Miami Beach was once referred to as the “winter crime capital” of America. Meyer Lansky attended services at Beth Jacob Synagogue, the “gangster shul,” where I was bar mitzvahed. Illegal bookmaking was prevalent. My grandfather never had a telephone in our shoe store, but some bookmakers wanted to put one in so that illegal bets could be taken at that number. This was an offer he DID refuse.

Many events were held at the Miami Beach Auditorium. The night Dick Clark’s Saturday night “Beechnut Show” was broadcast from the auditorium, I saw Brenda Lee sing “Sweet Nothings.” When Jackie Gleason relocated to Miami Beach, the auditorium was renamed the Jackie Gleason Theater.
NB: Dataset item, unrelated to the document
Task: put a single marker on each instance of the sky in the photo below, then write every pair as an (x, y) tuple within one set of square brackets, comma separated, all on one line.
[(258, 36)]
At the Jackie Gleason show broadcasts, I was on a first-name basis with announcer Johnny Olsen and bandleader Sammy Spear.

Previously open to vehicular traffic, Lincoln Road (between Alton and Washington) was converted to a pedestrian mall in the early 1960s. There were fountains, band shells, colored lights and trams running the mall’s length. In the large Woolworths on the corner, you could buy everything from a parakeet to a banana split. Also on the mall was Saks Fifth Avenue, which piped perfumed air into the street.

Because of easy bus access, downtown Miami seemed to be an extension of the Beach. The Sears Department Store on Biscayne Boulevard had its own restaurant, gas station and candy counter where you could buy bags of nuts and rock candy. Christmas time, we went up on the Burdines roof for carnival rides. At Bayfront Park, I could buy peanuts to feed the pigeons and walk though the “rock garden.”

Before Art Deco came in vogue, the hotels on Ocean Drive were inhabited primarily by senior citizens, some of whom migrated from Eastern European shtetls (villages). Along Ocean Drive were benches and makeshift stages where elderly people played instruments, sang songs and told stories in Yiddish. At Lundy’s Market you could buy lox, knishes, and smoked sturgeon. Butterflake Bakery sold kichel, taiglach, rugelach and onion boards.

Eventually, our shoe store (Don’s Bootery) went out of business, in large part due to the changed demographics. Since my father had worked at the shoe store, he had to look for another job. Eventually he found employment with the City of Miami Beach Parks Department where he worked until the time he retired.

My mother went to work at Burdines on Miami Beach and is still enjoying her lifetime employee discount. Many of the places I mentioned have vanished, but their sights and sounds remain vivid in my mind. Suffice it to say, growing up on “South Beach” was a unique experience that I remember fondly.